许墨也一样,但是他觉得,终身标记的前提应该是双方的情难自抑,两厢情愿,而并非一人的恶劣占有,私欲作祟。生活中不乏有相爱的alpha和omega因为匹配度低,本该是两人亲密缠绵的发情期却让他们因为信息素而痛苦不堪,最后选择分开。也有不相爱的两个人因为信息素的羁绊而走入婚姻殿堂,仅仅是因为对方能帮助自己度过发情期或是易感期。
内心深处,许墨觉得自己是卑劣的,就像只会存在15天的临时标记他都无法容忍除他以外的alpha在闻篱身上做这件事,更遑论终身标记。
他希望对方懂他的情意,他不想等太久,可是那只傻乎乎的篱小猪一直不开窍,他也只能等。
有些情是你宁愿独自付出也不想强求对方回应的,有些人是你宁愿赔上一切也要捧着守着的。
第一次见面的时候他可没有想过自己会栽在那个乖巧的小孩儿身上。
许墨笑着,看了一眼闻篱的卧室,他说,“是啊,喜欢一只小猪很多年了。”
他不想向闻篱的家人隐瞒自己对闻篱的感情,除了那个开窍晚的家伙,他其实谁都没有隐瞒。

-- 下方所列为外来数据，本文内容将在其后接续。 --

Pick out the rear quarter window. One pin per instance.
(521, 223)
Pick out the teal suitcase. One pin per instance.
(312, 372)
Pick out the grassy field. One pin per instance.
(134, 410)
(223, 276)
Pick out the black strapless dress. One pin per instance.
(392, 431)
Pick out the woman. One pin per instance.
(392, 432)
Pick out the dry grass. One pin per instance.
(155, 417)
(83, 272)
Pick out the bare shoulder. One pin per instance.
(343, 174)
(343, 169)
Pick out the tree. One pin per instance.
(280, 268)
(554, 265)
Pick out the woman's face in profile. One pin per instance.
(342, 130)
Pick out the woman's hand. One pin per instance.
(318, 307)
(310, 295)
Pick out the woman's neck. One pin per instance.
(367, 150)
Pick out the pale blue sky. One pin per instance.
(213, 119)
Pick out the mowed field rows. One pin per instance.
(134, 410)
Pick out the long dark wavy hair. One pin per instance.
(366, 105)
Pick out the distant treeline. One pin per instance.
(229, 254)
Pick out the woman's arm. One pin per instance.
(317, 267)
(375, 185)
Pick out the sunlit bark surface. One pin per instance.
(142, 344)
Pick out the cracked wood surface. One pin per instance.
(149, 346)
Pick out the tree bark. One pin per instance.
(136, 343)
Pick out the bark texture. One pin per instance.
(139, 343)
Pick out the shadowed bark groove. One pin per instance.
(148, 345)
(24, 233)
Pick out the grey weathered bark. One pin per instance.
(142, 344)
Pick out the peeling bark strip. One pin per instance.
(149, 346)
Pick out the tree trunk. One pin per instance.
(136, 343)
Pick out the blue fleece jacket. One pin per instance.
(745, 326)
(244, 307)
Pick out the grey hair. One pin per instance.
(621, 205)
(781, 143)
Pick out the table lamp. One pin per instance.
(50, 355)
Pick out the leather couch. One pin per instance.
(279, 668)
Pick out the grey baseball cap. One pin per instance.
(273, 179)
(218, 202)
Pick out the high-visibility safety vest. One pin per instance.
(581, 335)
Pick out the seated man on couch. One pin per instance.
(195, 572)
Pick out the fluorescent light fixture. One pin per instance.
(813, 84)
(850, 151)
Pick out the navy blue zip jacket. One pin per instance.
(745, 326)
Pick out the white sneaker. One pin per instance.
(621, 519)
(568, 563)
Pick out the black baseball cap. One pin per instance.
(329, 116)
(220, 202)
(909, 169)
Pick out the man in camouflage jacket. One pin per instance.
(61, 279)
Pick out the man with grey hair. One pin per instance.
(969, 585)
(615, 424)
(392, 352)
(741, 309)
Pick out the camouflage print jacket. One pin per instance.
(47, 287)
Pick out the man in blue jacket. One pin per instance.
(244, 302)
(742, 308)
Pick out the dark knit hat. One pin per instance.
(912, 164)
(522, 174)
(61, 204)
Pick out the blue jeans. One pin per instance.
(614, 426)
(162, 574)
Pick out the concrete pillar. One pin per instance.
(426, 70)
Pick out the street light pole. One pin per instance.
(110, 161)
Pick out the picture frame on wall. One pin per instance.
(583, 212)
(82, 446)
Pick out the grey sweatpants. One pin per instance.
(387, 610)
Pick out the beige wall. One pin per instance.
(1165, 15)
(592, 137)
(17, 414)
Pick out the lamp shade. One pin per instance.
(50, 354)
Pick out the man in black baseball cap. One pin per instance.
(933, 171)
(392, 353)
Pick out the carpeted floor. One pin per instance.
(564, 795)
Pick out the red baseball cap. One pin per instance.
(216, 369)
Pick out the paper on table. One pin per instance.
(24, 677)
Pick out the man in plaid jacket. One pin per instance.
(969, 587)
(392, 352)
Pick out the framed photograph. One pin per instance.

“小墨你刚刚说什么?”闻钊同志打趣的心思全都化为了惊讶,不过他缓了缓又想,其实他媳妇儿说的也有道理,如果两孩子真在一起那也挺好,至少他能肯定小墨会宠着篱小猪。
闻钊迅速的接受了面前这个男孩子正在打自己儿子的主意这个情况,也接受并且还有点小期待小墨能成功这是怎么回事?
他问:“小墨,你是认真的?”
许墨一派坦率,语气珍重,“认真的。”
“好。”闻钊同志大手一挥,拍着许墨的肩膀,“闻叔支持你!”
许墨看着搭在自己肩上的手,笑着说:“谢谢闻叔。”
投资研发omega抑制剂是闻钊和许巍年轻时因为自家omega而产生的想法,这么多年现在终于能够动手去促成这件事了。
许墨:“闻叔,现在这批抑制剂研发已经到哪个程度了,我了解过一般药物研究要分三个阶段,这个也是一样么?”
“对,这个也一样要分三个阶段,现在已经到了第二个阶段,试剂也研发出来了,目前还需要做临床试验。”
许墨正色道:“闻叔,你们有没有想过除了抑制剂以外,再增设一些项目,像有些离婚后的omega他们为了摆脱alpha的信息素会冒着生命危险去做清洗手术洗去终身标记,如果清洗手术的风险大大降低,或许……”
“小墨,你知道为什么清洗手术的风险会这么高么?”
人类千年的基因,alpha和omega爱恋之后结成的象征一辈子的标记,是天性,是自然规律。
许墨懂,“因为终身标记有人类本能以及基因注定参杂在里面,技术难度大。”
“不止。”闻钊摇头说,“一来是你说的这一方面,二来…如今的政客你看看有几个omega?”
也就是说,政策是不愿…更直白一点是不允许的。
电视频道突然画面转暗,黑暗之中许墨瞳孔放大。
是的,这种事情最是omega能感同身受,政界的alpha们颁布政策或是下派资金去支持这些项目…
别忘了,他们可就是alpha,在不少自以为是的政客看来那就是挑战alpha的尊严与权力。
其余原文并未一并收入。